Determining when and where applets should be used in Web pages is not always easy. Prior to making the decision to fill your Web pages with applets, ask yourself if they are truly useful and if they enhance the page. If they do not, and only add to the load time of the page, perhaps it would be better not to use them. Sure, it's great to show off and display a visually exciting page, but consider how often someone will return to your page if it takes 10 minutes to load into the Web browser.
Journalists always talk about the five Ws. It should be no different in electronic publishing, except that instead of applying them to a story they are applied to the construction of a Web presentation.

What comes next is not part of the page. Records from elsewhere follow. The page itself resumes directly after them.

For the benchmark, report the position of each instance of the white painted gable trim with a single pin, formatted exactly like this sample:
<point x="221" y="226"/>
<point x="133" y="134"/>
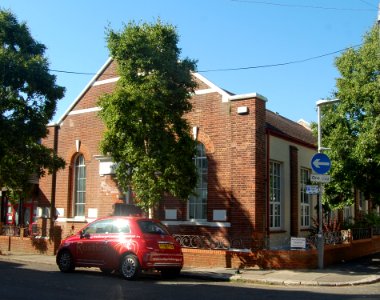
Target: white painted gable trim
<point x="226" y="97"/>
<point x="214" y="87"/>
<point x="92" y="81"/>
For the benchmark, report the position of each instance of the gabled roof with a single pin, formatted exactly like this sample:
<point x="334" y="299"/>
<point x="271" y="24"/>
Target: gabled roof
<point x="275" y="123"/>
<point x="285" y="128"/>
<point x="86" y="88"/>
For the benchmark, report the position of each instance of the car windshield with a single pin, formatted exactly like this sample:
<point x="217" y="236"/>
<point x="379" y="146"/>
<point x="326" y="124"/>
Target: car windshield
<point x="152" y="227"/>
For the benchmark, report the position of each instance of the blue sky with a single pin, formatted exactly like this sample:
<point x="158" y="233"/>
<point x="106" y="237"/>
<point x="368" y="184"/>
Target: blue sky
<point x="220" y="34"/>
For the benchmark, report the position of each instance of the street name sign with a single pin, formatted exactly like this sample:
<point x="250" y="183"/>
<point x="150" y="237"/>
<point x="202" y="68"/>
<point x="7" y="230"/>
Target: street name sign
<point x="320" y="178"/>
<point x="320" y="163"/>
<point x="312" y="189"/>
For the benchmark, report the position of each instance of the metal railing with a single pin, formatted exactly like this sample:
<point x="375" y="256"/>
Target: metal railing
<point x="219" y="243"/>
<point x="13" y="230"/>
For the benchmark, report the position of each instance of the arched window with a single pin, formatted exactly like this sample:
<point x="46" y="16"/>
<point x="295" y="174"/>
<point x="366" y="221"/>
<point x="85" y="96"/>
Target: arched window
<point x="198" y="201"/>
<point x="79" y="186"/>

The first W is Who-in this case, your target audience. There has been much ado in the press about the short attention span of today's youth, especially that segment often referred to as Generation X. If this is your target audience, what are the odds of them waiting through an extremely long page load when other places are just a click away? On the other hand, an extremely exciting visual display can be worth the wait. There is a trade-off.
The content of your page, the What, comes next. Think about what you are displaying. If it is a fan page that could be enhanced by the visual display of animation or use of sound, using Java applets left and right may be appropriate. If you are trying to sell something, scrolling messages will attract the eye. Perhaps using Java applets to demonstrate a sample of a software product would help sell more copies. Whatever the case, a few Java applets will more than likely make it all the more appealing, but overuse can kill the best of things.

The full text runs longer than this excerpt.